La La Land is the story of Sebastian (Ryan Gosling), a passionate jazz pianist born fifty years too late and struggling to make ends meet and Mia (Emma Stone), a talented young actress who struggles getting attention from Hollywood executives. Fate keeps putting them in each other's way until they hopelessly fall in love and move in together in Sebastian messy bachelor, making it a proper home. Both are passionate, career-driven people, though and they're not used to balance personal ambition and romantic involvement. Sebastian is obviously talented, but struggles finding his place in a society that lost its use for jazz and Mia has an increasingly difficult time seeing a future for her in Los Angeles after the heartbreak of each audition. Mia and Sebastian eventually have to choose between their dream and one another.
The movie's calling card is its gorgeously written screenplay. Damien Chazelle simply is a terrific screenwriter, no matter what kind of story he's telling. La La Land is about the incompatibility of classic Hollywood dreams and the ruthless business that engineers them. Chazelle throws jabs at the artificial nature of the moviemaking business throughout the entire movie. There's a great scene in the beginning where Mia walks through a hallway full of women who look exactly like her after an audition. Sebastian takes his coffee in an ugly urban terrace in another scene, yet he's shielded by a billboard featuring a sunny, gorgeous dreamscape. La La Land is full of these smart, unobtrusive references which makes it consistently engaging without ever taking itself too seriously. There are also several movie references such as Singin' in the Rain, the Umbrellas of Cherbourg and even Casablanca. La La Land is passionate and competent. It knows what its talking about.

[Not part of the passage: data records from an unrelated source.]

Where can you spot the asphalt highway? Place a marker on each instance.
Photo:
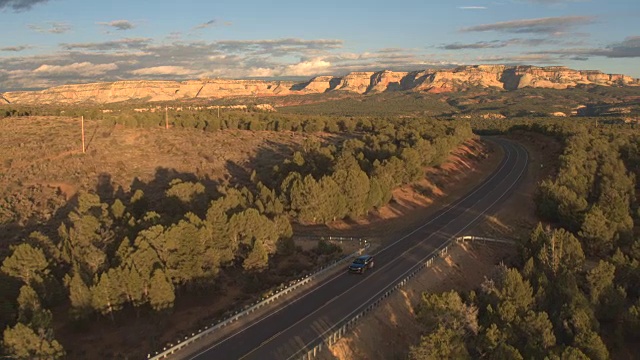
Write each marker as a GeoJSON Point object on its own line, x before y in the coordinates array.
{"type": "Point", "coordinates": [289, 330]}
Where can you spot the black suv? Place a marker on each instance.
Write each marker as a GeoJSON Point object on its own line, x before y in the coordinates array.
{"type": "Point", "coordinates": [361, 264]}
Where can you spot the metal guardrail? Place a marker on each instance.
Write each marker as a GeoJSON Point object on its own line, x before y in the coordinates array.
{"type": "Point", "coordinates": [338, 333]}
{"type": "Point", "coordinates": [208, 330]}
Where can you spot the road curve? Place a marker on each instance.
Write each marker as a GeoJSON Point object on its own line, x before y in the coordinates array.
{"type": "Point", "coordinates": [289, 330]}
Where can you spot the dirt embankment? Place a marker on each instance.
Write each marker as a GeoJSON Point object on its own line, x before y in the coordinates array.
{"type": "Point", "coordinates": [390, 330]}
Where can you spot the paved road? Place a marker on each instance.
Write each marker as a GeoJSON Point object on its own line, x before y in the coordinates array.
{"type": "Point", "coordinates": [285, 333]}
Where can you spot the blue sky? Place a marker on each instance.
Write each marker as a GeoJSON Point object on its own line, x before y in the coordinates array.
{"type": "Point", "coordinates": [53, 42]}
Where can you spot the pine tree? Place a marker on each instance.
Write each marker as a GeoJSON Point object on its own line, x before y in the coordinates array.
{"type": "Point", "coordinates": [79, 296]}
{"type": "Point", "coordinates": [161, 291]}
{"type": "Point", "coordinates": [21, 342]}
{"type": "Point", "coordinates": [26, 263]}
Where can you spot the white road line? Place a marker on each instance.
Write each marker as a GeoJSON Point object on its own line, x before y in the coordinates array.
{"type": "Point", "coordinates": [448, 209]}
{"type": "Point", "coordinates": [410, 269]}
{"type": "Point", "coordinates": [389, 264]}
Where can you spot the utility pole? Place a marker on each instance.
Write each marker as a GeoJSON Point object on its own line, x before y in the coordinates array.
{"type": "Point", "coordinates": [82, 127]}
{"type": "Point", "coordinates": [166, 118]}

Perhaps my favorite aspect of La La Land is its self-awareness. It's not trying to be a movie about underdogs finding success against the odds. It's about dreams and reality. It is perhaps best exemplified in Sebastian's relationship to his nemesis Keith (John Legend) with who he profoundly disagrees about jazz. Not only Keith is not portrayed as the antagonist by Damien Chazelle, but he's portrayed as someone who deeply respect Sebastian's skills, cares for him and is ultimately right about the nature of jazz. Chazelle paints Sebastian's flaws through Keith and I thought it was just brilliant writing. Speak of, Legend really claimed his songwriting superiority over movie composer Justin Hurwitz. His song Start a Fire is a absolute scorcher. I wasn't really impressed with any of the singing and dancing in La La Land. I didn't make a big deal out of it though, because I thought it was willingly low-key. The movie never really commits to being a classic musical or a contemporary piece about broken dreams and it kind of worked.
No, I do not think City of Stars is a good song.

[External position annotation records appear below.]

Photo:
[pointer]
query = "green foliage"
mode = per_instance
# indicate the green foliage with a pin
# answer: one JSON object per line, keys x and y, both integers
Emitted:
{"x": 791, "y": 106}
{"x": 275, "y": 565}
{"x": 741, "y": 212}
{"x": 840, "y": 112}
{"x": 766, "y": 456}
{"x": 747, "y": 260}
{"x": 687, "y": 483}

I wouldn't finish this review without addressing the whitewashing accusations flying on the internet. Some make a better case than others, but I believe they're really unfair overall. Take what you want form this because I'm a white guy defending another white guy, but I fail to see what Damien Chazelle should've done differently. It's a musical about TWO people who are profoundly disconnected from reality and profoundly in love. They meet in this kind of creative limbo that has nothing to do with the real world. I fail to see how this movie should have any social responsibilities from the get-go, but Damien Chazelle also tackled that aspect. Sebastian does indeed long for the past, but the only person he oppresses in himself. It is portrayed as a self-destructive instinct. I thought if Chazelle insisted any more than he did, La La Land would've reeked of token inclusion and other pseudo-progressive bullshit. His only responsibility was to write the best story he could and he went above and beyond the line of duty on that. I apologize in advance if this is racist, but I do not believe La La Land oppresses anybody.

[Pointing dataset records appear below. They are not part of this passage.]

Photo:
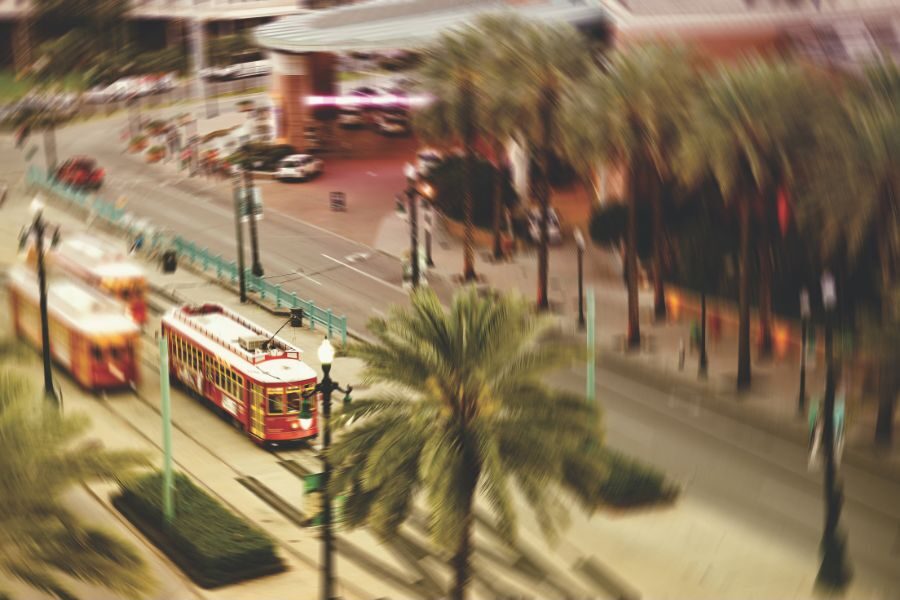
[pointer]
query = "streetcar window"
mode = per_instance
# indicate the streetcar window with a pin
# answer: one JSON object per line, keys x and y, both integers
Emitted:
{"x": 294, "y": 400}
{"x": 275, "y": 399}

The 2017 Academy Awards are a couple weeks away and La La Land is a prohibitive favorite to win everything after its almost flawless evening at the Golden Globes. The best movie nominated for the Oscar almost never wins and I wouldn't doubt there will be at least one better nominee than La La Land, but I'm rooting for Damien Chazelle since he got shafted by the Academy for the gorgeous and intense Whiplash. La La Land has a foot in the stars and another in reality and that's what makes it quirky and unique. I wouldn't call it a transformative movie or anything, but it's a good time and it's easy on the emotional manipulation. Damien Chazelle is definitely for real and it's time to embrace him as one of Hollywood's smartest, most talented new directors.